Statistical analysis

All data were entered into a web-based data management system capable of handling the study's hierarchical data structure stemming from prospective longitudinal data collection at the partner, cycle, and day level. Descriptive analysis included the inspection of missing data and influential observations. A menstrual cycle was defined as the interval between the onset of bleeding in one cycle as reported in the daily journal with at least 2 days of bleeding with increased intensity to the onset of the next similar bleeding episode using longitudinally collected data from the daily journal and fertility monitors. This definition excluded any episodic noncyclic bleeding, largely using data from fertility monitors that capture the onset of menses when the woman first begins to test her urine. Pregnancy was defined as a positive test on the day of expected menstruation. The TTP was the number of menstrual cycles to a positive pregnancy test or censoring.

The study cohort was assessed by select characteristics for each partner and quartiles of free cholesterol. Differences in characteristics between quartiles of free cholesterol were assessed using an ANOVA and a Fisher's exact test, where appropriate. The distribution of individual lipid concentrations for both partners were compared by pregnancy status (pregnant, not pregnant, no observed pregnancy at the time of censoring), with differences assessed using an ANOVA.
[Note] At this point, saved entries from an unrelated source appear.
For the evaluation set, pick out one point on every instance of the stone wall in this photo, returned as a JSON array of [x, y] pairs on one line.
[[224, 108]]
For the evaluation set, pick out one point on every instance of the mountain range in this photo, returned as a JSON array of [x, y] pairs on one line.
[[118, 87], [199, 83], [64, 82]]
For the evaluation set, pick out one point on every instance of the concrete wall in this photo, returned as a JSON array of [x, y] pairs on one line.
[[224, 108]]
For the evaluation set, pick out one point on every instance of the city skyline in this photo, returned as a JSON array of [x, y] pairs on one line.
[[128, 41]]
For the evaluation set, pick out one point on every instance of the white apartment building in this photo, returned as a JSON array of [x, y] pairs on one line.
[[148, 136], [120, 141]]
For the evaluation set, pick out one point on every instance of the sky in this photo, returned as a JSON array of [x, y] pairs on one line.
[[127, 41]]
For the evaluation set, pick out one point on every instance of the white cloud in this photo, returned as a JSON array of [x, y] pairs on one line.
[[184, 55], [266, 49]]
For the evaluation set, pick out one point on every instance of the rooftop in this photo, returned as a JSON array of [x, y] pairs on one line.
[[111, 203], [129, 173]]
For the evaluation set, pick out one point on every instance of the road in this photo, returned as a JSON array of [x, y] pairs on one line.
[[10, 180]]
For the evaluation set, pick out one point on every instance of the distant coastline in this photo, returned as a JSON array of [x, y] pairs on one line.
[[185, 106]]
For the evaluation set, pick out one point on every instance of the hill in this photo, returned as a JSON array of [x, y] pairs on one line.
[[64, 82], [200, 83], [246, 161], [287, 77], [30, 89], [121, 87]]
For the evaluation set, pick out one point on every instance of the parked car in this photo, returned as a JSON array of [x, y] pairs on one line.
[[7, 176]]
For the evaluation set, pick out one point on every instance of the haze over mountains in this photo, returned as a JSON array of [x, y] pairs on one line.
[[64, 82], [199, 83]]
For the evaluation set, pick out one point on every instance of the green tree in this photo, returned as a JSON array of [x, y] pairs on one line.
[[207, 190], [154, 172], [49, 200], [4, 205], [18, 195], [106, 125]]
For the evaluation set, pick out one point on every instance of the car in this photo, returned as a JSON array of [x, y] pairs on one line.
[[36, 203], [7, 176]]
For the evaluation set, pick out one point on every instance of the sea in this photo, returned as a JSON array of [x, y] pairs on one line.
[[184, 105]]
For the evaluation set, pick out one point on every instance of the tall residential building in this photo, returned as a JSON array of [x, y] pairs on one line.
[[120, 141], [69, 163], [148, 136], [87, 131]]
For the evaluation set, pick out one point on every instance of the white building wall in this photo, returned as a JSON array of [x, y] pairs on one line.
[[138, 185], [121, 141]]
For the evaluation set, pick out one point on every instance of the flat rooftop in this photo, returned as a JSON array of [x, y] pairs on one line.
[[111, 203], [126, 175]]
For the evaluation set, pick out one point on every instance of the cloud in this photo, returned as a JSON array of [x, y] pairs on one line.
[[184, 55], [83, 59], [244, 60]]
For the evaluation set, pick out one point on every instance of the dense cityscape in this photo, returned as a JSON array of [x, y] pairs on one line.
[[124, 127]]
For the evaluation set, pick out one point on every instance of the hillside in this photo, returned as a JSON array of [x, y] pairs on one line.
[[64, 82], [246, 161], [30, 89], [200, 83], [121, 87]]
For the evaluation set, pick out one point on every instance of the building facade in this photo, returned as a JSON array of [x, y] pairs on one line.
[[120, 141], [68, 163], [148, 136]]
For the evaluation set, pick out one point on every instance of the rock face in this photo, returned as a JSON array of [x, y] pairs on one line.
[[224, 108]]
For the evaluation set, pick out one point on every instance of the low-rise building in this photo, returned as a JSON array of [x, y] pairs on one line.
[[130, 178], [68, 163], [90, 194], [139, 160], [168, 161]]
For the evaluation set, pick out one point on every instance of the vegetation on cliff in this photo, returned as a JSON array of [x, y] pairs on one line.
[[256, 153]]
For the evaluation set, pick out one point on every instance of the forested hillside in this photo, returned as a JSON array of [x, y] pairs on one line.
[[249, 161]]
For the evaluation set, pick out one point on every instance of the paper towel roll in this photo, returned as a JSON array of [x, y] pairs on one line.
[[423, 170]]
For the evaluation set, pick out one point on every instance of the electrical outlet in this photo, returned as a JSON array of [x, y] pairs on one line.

Cox models for discrete left truncated survival time (33) to account for time off contraception prior to enrollment were used to estimate the fecundability odds ratio (FOR) and 95% confidence intervals (CIs), using SAS proportional odds model in SAS software (SAS version 9.2; SAS Institute, Inc). All significance was assessed using an α level of .05. FORs estimate the odds of becoming pregnant each cycle, given preconception baseline lipid concentrations conditional on not being pregnant in the previous cycle. FORs less than 1 denote a reduction in fecundity or a longer TTP, and FORs greater than 1 denote a shorter TTP. Models were first run for female and male concentrations modeled individually and then jointly with both partners' lipid concentrations included, in keeping with the couple-dependent nature of pregnancy. The Pearson's correlation was ρ = 0.09 between male and female total cholesterol and ρ = 0.23 between male and female free cholesterol, easing concerns about collinearity. Based on an a priori biological literature review, we used a directed acyclic graph to find the minimal set of confounders for model adjustment. Models were adjusted for male and female age (years), BMI (kilograms per square meter), race (non-Hispanic white, non-Hispanic black, Hispanic, other), and education (<high school/equivalent, some college or technical school, college graduate, or higher) (8, 14, 34, 35).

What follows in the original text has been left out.